The Wilson County FCA served more than 600 students daily and provided more than 400 Bibles. About 50 volunteers worked with the organization to help with the group’s second annual golf tournament and summer sports camp.
Bryant said more than 150 Wilson County students attended FCA leadership and team camps.
The event featured a question-and-answer segment with former Vanderbilt University basketball great Shan Foster and recent Belmont University graduate Taylor Barnette.
Foster, Vanderbilt’s all-time leading scorer, shared personal tales of his past and his journey to his current position as the director of MEND for the YWCA of Nashville and Middle Tennessee, which is a prevention initiative dedicated to ending violence against women and girls.
Barnette shared his story on his journey from the University of Virginia’s basketball program to overcoming his own doubts while finishing his career at Belmont University.

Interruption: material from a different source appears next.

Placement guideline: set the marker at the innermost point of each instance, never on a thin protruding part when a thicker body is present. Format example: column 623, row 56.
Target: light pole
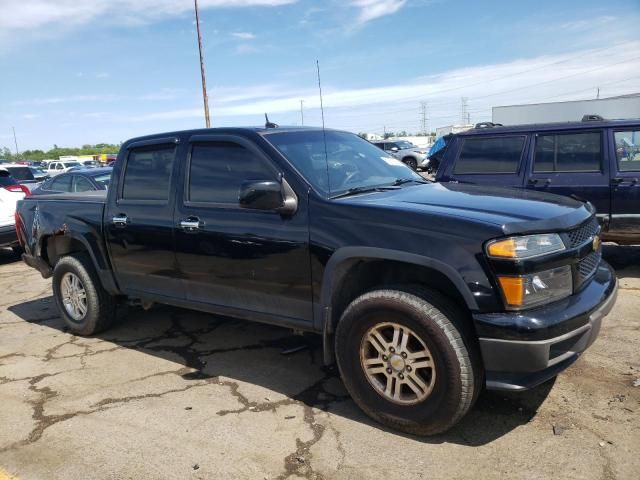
column 205, row 98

Longtime Nashville radio personality George Plaster, who currently serves as the associate athletic director for marketing at Belmont, moderated the segment and asked Foster about his 42-point performance on senior night in 2008.
“I wanted this particular game to be my way of saying, ‘Thank you.’ That’s really the only thing. I didn’t care about how many points. I just wanted my performance to say to the Vanderbilt community, ‘Thank you,’” said Foster, a Louisiana native, who said the Nashville community embraced him and helped him after Hurricane Katrina ravaged his home state.
Foster said he prayed at the beginning of the day for a proper sendoff for the home crowd, which seemed in doubt after a six-point first-half performance, but said it all worked out in the end.
Plaster asked Barnette to discuss his game-winning three-pointer in the 2015 Ohio Valley Conference Tournament Finals, which sent the Bruins to the NCAA Tournament.
“It has way more significance than just the shot going through the net with me,” said Barnette, who said he thought he committed the losing turnover moments before.
Barnette said words of encouragement from his teammate, senior Reece Chamberlain, and head coach Rick Byrd helped propel him to hit the game-winning shot.
“Thinking back on it, I was in a time in life – over the next few days and weeks – where I was trying to do everything on my own. I said the right things. I’ve always been a Christian, but I really hadn’t surrendered everything in my life. I still wanted control,” said Barnette, who said his chance to redeem himself after the turnover is similar to God’s grace. “Every time I get asked about that shot, I’m reminded of God’s grace and I get to tell other people about it.”
Walter J. Baird Middle School FCA coach Angie Bruce and Watertown High School FCA coach Matt Bradshaw also discussed the organization’s impact at their schools. Walter J. Baird student Ethan Mallas and Lebanon High School student Alexandria Teamer also shared their thoughts on FCA.
“FCA has impacted my life so much because I am one that believes prayer should be in schools. They should have never taken prayer out of schools. Being a part of FCA allows students to be able to keep prayers in schools, if only for a few minutes,” Teamer said.
“I’m glad I had some great leaders including Tim Bryant to help me because it was my first year and I was one of the youngest ones there,” said Mallas, who said camp reminded him that every person is alive for a reason.